Фабиан Вреде стоял с почтительным видом среди спорящих, и голос его прозвучал на редкость тихо и кротко:
— Совет начинается, — промолвил он, указывая на открытые двери. — Я не прихлебатель. Я не был среди тех, кто хотел подольститься к нашему юному повелителю, до срока провозгласив его совершеннолетним, поэтому я и попал в немилость. Отечество — это все для меня… это мать и отец, это дом, это память, это все! И я знаю, что нынче мое отечество истекает кровью. Знаю я также, что когда-нибудь придется держать ответ. Но сейчас не время для бесполезных мыслей. Когда Господь возлагает терновый венец, истинно велик не тот, кто небрежно сдвигает этот венец набекрень, а тот, кто собственными руками надвигает его все глубже и глубже и говорит при этом: «Отец, я стою здесь, чтобы служить тебе». И еще скажу я вам, что никогда, никогда под победными знаменами минувших лет наш маленький народ не был столь близок к непреходящему величию, как близок он нынче.
Хорн проследовал в залу заседаний, но по дороге вполголоса обратился к Фалькенбергу:
— У моей матери я был не единственным сыном. Каждого из них нашла предназначенная ему пуля. Что ж, прикажете мне быть хуже, чем были они? Вот ты говорил о короле… Но если один человек способен побудить целый народ принести такие непомерные жертвы, не значит ли это, что подобный человек превосходит всех других?

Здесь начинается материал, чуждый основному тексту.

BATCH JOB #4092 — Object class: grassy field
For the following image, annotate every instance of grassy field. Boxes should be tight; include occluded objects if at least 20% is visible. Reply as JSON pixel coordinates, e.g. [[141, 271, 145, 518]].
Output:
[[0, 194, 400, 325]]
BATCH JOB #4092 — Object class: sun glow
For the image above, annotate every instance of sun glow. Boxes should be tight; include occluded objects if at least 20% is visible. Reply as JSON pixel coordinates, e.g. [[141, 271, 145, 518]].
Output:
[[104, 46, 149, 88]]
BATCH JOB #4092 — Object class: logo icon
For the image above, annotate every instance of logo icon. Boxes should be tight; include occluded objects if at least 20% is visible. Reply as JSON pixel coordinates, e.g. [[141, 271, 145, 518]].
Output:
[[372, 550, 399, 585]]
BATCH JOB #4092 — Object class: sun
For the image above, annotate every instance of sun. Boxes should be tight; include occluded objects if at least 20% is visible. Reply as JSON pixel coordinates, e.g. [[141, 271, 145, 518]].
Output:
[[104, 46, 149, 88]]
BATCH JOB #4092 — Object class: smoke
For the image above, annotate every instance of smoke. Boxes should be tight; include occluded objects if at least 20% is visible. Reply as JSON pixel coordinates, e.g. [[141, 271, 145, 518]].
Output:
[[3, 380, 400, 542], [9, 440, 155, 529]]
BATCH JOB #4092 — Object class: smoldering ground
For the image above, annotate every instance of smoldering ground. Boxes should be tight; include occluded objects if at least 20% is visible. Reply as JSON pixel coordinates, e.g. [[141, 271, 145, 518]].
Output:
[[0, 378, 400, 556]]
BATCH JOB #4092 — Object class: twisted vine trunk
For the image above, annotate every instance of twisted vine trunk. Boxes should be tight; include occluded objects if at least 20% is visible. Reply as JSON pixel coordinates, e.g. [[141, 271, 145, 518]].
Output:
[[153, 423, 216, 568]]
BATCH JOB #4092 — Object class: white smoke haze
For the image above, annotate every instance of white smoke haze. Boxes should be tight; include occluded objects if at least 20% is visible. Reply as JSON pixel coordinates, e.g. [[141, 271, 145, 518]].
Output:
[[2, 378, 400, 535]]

Вреде бережно обнял Фалькенберга за плечи и добавил, по-прежнему не повышая голоса:
— А народ, который так много вытерпел… неужто ты хочешь помешать этому народу еще глубже надвинуть на голову мученический венец?
Господа перешли в зал заседаний, но Фалькенберг, опираясь на костыль, продолжал расхаживать по приемной. Пока он наконец уселся за стол, секретарь успел зачитать длинное послание и призвал всех присутствующих поставить свои подписи.
Ни один не попросил слова. Фалькенберг сник в своем кресле. Глаза у него были мутные и влажные. Забыв о праве старшинства, он пошарил по сторонам протянутой рукой и шепнул:
— Перо мне!
НА ЦЕРКОВНОЙ ГОРКЕ
Широкоплечий Йонс Снаре, что из Моры, ел кашу вместе со своими соседями Монсом и Матиасом. Йонс был до того скуп, что всю зиму проспал на полатях, чтобы меньше тратить на свечи. Его большое, плоское и безбородое лицо поблескивало в сумеречном свете, что падал через чердачный люк, и казалось более морщинистым и безобразным, чем у тролля, и он неспешно говорил глухим, раскатистым голосом.
— Предвижу я, — сказал он и громыхнул ладонью по столешнице, — что грядут дни хлеба, выпеченного из древесной коры. Завтра я забью свою последнюю корову. Каждый год приносит с собой новые налоги и поборы, а теперь у нас и вовсе хотят отобрать церковный колокол и деньги на вино для причастия, и зерно для церковного приюта.
— Это ты верно говоришь, — сказал Монс.